Uscirà proprio a San Valentino, il prossimo 14 febbraio, il CD Marco Rovelli, figura poliedrica ma anche intellettuale multiverso che spazia dalla poesia alla scrittura, autore di fortunati reportages sociali e di memorabili spettacoli teatrali. Rovelli è anche musicista e cantante oltre che docente di filosofia, che ripone il suo quarto album all’ombra tutt’altro che consolatoria di Samuel Beckett che dà il titolo al primo brano del CD, comparendo nell’immagine di copertina, opera dell’artista cileno Alfredo Jaar, e persino nel nome che l’autore si è dato, ossia Marco Rovelli & l’Innominabile. “I can’t go on, I’ll go on -nell’opera di Jaar- sono proprio le ultime parole de ‘L’innominabile’, il romanzo che chiude la ben nota ‘Trilogia’ di Samuel Beckett: la chiude, la riapre, la spalanca all’infinito. Nessuna fine corsa, mai! Se non possiamo andare avanti, allora andiamo avanti: suggestioni che emergono fortissime anche dal video realizzato da Francesco Bartoli in una cava dismessa delle Apuane in una mattina freddissima, in un luogo senza sole, per provare a raccontare l’inumano al cuore dell’umano, cercando, beckettianamente, di “distruggere l’immagine”.

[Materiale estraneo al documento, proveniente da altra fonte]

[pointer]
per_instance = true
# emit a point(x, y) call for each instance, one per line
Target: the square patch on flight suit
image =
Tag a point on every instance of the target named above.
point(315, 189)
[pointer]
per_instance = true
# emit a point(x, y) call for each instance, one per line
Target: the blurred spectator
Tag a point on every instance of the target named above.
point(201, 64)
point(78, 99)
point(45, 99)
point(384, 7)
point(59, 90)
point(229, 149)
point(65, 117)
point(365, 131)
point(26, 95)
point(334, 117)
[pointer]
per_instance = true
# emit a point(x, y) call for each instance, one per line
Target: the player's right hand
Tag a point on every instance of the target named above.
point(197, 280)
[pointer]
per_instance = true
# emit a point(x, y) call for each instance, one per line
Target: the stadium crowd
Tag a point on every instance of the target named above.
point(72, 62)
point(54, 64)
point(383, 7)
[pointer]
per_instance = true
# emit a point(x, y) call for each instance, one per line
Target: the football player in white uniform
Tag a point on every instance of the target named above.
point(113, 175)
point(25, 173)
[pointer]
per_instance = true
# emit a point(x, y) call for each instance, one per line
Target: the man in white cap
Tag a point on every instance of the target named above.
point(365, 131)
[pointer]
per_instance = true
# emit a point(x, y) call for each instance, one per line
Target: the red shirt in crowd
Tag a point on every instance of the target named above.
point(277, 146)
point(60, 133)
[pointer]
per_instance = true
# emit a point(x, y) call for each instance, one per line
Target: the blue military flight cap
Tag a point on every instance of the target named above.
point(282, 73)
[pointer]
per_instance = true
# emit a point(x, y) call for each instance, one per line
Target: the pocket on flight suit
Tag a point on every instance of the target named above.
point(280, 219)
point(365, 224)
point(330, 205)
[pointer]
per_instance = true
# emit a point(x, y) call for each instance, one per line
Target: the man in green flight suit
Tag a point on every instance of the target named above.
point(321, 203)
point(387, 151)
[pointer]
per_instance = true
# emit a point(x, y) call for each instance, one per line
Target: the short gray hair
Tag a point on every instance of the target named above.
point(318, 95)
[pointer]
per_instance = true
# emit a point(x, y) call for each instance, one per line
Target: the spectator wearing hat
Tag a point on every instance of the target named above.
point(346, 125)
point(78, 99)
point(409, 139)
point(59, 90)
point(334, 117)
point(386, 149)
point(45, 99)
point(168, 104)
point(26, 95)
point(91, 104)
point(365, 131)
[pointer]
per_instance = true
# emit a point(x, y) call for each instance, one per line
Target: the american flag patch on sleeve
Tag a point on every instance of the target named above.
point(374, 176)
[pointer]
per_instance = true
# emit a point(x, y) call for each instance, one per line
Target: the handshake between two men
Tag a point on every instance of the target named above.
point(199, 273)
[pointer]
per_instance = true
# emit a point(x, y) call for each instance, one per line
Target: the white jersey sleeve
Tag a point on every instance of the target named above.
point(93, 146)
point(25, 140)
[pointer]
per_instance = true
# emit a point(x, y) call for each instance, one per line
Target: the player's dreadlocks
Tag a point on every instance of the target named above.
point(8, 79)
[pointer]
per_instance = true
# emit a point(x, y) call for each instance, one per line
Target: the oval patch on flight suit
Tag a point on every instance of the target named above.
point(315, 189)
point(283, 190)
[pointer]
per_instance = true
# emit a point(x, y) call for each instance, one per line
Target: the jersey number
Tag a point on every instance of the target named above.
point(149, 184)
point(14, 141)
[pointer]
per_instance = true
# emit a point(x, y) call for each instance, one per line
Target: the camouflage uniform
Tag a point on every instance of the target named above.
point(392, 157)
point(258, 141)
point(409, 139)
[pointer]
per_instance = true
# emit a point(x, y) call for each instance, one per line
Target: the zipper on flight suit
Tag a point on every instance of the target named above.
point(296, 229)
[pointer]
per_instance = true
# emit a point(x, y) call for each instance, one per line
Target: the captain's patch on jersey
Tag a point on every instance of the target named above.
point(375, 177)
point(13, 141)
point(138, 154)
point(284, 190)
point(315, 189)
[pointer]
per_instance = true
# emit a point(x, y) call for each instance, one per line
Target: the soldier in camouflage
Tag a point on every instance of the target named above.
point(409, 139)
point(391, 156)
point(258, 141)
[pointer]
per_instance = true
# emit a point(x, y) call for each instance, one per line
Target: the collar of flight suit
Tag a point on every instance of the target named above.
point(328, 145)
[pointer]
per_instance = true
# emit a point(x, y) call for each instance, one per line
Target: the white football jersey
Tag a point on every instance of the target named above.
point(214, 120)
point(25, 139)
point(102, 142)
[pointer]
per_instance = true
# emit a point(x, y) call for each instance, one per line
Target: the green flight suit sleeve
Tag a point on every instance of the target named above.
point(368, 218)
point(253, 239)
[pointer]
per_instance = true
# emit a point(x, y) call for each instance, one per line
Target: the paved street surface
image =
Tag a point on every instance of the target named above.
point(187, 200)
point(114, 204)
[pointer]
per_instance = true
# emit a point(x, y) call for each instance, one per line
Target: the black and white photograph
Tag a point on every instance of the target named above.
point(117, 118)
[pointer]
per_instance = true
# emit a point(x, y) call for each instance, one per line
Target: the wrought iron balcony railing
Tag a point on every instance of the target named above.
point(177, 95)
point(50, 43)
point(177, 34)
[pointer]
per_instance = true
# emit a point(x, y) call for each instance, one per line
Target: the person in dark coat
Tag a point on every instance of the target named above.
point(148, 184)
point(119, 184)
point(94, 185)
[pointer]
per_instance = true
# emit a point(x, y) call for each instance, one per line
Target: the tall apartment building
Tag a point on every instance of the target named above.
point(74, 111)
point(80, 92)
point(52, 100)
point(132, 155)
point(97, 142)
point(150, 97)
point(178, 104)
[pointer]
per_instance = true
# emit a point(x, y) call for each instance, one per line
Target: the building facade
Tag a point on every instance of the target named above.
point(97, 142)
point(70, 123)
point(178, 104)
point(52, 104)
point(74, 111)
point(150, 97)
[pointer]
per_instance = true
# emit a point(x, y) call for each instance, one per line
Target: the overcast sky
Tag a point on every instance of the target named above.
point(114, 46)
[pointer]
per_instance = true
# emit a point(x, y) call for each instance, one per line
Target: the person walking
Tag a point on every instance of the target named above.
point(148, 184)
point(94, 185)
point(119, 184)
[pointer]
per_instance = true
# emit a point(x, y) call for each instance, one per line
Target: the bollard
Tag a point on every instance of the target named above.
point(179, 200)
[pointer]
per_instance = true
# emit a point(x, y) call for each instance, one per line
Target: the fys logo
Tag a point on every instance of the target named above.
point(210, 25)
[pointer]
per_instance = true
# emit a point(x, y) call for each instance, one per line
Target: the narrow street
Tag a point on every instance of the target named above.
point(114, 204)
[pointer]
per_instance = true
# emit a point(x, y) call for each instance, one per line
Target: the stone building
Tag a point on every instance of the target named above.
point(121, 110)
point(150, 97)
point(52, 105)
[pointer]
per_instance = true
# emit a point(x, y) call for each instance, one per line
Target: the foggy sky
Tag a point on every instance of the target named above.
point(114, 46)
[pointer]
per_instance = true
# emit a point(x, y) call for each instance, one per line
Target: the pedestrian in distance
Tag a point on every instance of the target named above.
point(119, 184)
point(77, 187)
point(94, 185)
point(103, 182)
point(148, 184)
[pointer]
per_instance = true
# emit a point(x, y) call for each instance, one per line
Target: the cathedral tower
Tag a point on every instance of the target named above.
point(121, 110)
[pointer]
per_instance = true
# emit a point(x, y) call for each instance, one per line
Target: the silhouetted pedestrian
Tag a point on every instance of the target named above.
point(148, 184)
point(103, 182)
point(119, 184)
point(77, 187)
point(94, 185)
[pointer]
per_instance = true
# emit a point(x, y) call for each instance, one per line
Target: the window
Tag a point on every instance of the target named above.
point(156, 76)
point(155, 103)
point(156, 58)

La scrittura di Rovelli è assimilabile ai cosiddetii “reportage narrativi”, forse è il caso di considerarla una sorta di narrazione sociale, veri e propri ibridi tra saggio e narrazione, su questioni dell’emarginazione sociale, nella convinzione che è dal margine che si vede meglio il centro. A differenza del precedente lavoro, “Tutto inizia sempre”, che era prevalentemente acustico, “Portami al confine”, pubblicato dalla romana Squilibri nella collana Crinali, è un album decisamente elettrico in cui risaltano le architetture spaziotemporali della chitarra ‘drone’ di Paolo Monti (The Star Pillow) che dissemina svariati spettri sonici, il violoncello di Lara Vecoli con le sue ariose e profonde tessiture, il basso poderoso e le varie stanze sonore di Rocco Marchi (ex Mariposa), e, infine, la batteria ‘avantjazz’di Massimiliano Furia, con la sua incredibile presenza ritmica, che fa parlare i suoi strumenti percussivi, riuscendo a dare un nome e un volto a ogni sequenza ritmica. Ne viene fuori un sound potente che conferisce una trama unitaria a canzoni con strutture diverse, animando così una sorta di concept album dedicato al confine, che è il tema fondamentale del mondo quotidiano.
Il confine, va da sé, è quello politico che separa gli “Stati” e che i cittadini del mondo, che hanno come patria il mondo intero, cercano a buon diritto di valicare senza posa. Ma il confine è anche quello dei rapporti personali, dei rapporti d’amore, dove il confine è mobile, dove è in perpetuo messo in questione; lì, anzi, non c’è che confine. Il confine, inoltre, è quello della morte, che non bisogna temere, maledicendo chi la infligge, e benedicendo la vita. E a chiudere il disco, ma per aprire altri mondi, il dono straordinario della voce di Claudio Lolli nella cover a due voci di una delle sue canzoni più potenti, ‘La giacca’, commovente lascito del cantautore bolognese in quella che è stata purtroppo la sua ultima incisione su disco.